Les nausées remontent. Mathilde, blême, en sueur, tremblante, se redresse. La douleur monte par vagues. La jeune fille respire difficilement. Au summum de la douleur, elle se penche par réflexe comme pour vomir. Mais elle ne vomit pas, la chaleur retombe et laisse Mathilde, trempée de sueur, grelottant.

Elle n'a pas assez d'énergie ou de volonté pour la moindre activité, mais elle allume la télé simplement pour avoir un fond sonore dans la maison vide. Bercée par le bruit des publicités et d'une émission de téléachat, elle s'endort.

Mathilde se réveille en sursaut. Son père est dos à elle, en train d'éteindre la télé. Elle s'assoit et s'étire : dormir lui a fait du bien. Elle n'a plus envie de vomir. En revanche, elle tremble de froid et lorsqu'elle tente de se lever, le vertige la rassoit aussitôt.

-Du calme ! s'exclame son père en se retournant. Reste tranquille. Ca va ? Tu es toute blanche.

Mathilde se contente de vaguement hocher la tête, trop mal pour répondre.

-Je t'emmène tout de suite voir le docteur. Tu as l'air encore plus malade que tout à l'heure.

La jeune fille attrape son lecteur MP4 pour la salle d'attente. Elle laisse son père la soutenir jusqu'à la voiture, où elle prend place sur le siège passager à l'avant. A la simple idée du trajet en voiture, elle a déjà envie de vomir : Mathilde est toujours malade dans les transports, même lors d'un voyage aussi court. Pourtant, elle sait qu'elle n'a pas le choix : il lui est impossible de traverser le village à pied, dans le froid de ce début de décembre, dans cet état.

Pendant le trajet, l'adolescente ressent une sourde nausée ; pas celle, éprouvante mais passagère, qu'elle supporte depuis le matin, mais une autre qu'elle connaît beaucoup mieux : celle qui la torture depuis son enfance dès qu'elle monte dans un véhicule autre qu'un vélo, celle qui l'oblige à garder les yeux fixés sur la route, rien d'autre, les dents serrées. Mais au bout de quelques minutes à peine, comme d'habitude, c'est déjà terminé. Mathilde descend et respire un grand coup pour se revigorer, avant de pénétrer avec son père dans la salle d'attente.

Tous les deux s'assoient silencieusement. Le père prend un magazine et commence à le lire, la fille met ses écouteurs et allume son lecteur MP4. Puis elle regarde autour d'elle.
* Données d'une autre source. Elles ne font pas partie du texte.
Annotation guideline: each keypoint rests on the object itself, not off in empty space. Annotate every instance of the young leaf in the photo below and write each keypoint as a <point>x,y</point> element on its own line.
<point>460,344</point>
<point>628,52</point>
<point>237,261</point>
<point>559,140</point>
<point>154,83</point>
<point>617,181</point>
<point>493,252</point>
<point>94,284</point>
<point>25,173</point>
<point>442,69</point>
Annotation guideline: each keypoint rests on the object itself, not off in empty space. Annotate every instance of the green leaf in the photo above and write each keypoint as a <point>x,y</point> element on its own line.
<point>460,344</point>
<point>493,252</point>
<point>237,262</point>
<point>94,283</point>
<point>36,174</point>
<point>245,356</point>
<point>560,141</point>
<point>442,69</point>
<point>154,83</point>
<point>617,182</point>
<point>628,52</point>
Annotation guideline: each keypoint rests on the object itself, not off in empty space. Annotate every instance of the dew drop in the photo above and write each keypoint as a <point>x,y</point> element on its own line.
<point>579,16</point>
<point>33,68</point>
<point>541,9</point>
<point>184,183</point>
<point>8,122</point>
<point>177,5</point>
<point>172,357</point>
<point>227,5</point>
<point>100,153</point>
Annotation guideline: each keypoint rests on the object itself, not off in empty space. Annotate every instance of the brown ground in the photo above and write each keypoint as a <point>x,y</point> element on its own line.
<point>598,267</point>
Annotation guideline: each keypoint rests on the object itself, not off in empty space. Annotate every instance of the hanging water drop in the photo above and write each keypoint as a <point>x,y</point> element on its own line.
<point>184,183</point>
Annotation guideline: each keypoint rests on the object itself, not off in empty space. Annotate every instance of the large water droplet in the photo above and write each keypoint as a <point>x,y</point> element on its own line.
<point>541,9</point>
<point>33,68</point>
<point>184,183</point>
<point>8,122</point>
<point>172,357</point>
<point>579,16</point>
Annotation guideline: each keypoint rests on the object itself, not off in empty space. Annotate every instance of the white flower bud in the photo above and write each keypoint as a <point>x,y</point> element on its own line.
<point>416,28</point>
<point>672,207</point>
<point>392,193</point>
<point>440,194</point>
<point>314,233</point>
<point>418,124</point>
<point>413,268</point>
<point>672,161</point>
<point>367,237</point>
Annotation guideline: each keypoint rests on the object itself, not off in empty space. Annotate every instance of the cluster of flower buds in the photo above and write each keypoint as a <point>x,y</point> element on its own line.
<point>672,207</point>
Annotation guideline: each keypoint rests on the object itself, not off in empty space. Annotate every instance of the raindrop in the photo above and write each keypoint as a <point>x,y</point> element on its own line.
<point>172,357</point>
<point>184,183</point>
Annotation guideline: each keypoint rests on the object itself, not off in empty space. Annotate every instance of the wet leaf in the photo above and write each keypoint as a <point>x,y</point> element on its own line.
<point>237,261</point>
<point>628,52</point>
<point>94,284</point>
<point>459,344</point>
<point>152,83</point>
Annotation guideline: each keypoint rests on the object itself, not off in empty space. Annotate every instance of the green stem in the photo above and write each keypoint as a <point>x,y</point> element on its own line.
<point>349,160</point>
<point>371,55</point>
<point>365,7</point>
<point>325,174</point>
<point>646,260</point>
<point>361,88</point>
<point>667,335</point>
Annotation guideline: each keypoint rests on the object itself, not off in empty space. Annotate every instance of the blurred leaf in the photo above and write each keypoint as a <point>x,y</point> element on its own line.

Il y a là, juste en face d'elle, une grosse femme avec sur les genoux un petit garçon très calme. Un peu plus loin dans l'angle, un jeune homme accompagnée d'une fille d'une vingtaine d'année. Lui se tient droit et immobile, l'air mal à l'aise. La fille est à moitié allongée sur lui, pleurant et gémissant sans se soucier du bruit qu'elle fait, des regards agacés du vieil homme assis à l'autre extrémité de la pièce, ni d'ailleurs de quoi que ce soit. Le regard de Mathilde revient sur la grosse femme en face, qui la fixe d'un air réprobateur. La jeune fille imagine bien ses pensées : "Vraiment, ces jeunes... toujours avec leurs écouteurs, leur affreuse musique, jamais polis..." Elle entend souvent ces mots. Mais ce qu'on pense d'elle lui est profondément égal. Et elle n'a pas l'intention de révéler, pour clouer le bec aux mauvaises langues, que son album préféré est Emilie Jolie.

Le médecin sort de son cabinet en serrant la main de son précédent patient. C'est au tour de la femme avec le petit enfant. Une fois la porte refermée, le vieil homme regarde sa montre, sursaute et part précipitamment. Il ne reste plus que quatre personnes dans la petite pièce au mur blancs. M. Licaux ne lève pas les yeux de son magazine. Ceux de la jeune femme sont fermés, et elle sanglote toujours sans se soucier de ce qui se passe autour d'elle. Dans les oreilles de Mathilde, la chanson du grand oiseau, celle qu'elle préfère entre toutes, commence. Elle croise le regard du jeune homme, qui lui sourit à demi en réponse. Ils restent ainsi pendant de longues minutes. C'est un de ces moments qui paraissent suspendus, destinés à ne jamais se terminer. Le seul changement est dans le mal-être de Mathilde, de plus en plus intense et lancinant. Elle hésite à se rendre aux toilettes, mais deux choses la retiennent : elle doute d'avoir assez de force pour revenir et, de toute manière, elle n'a pas la volonté nécessaire pour se lever. Elle reste donc ainsi, sans bouger, sans penser à rien.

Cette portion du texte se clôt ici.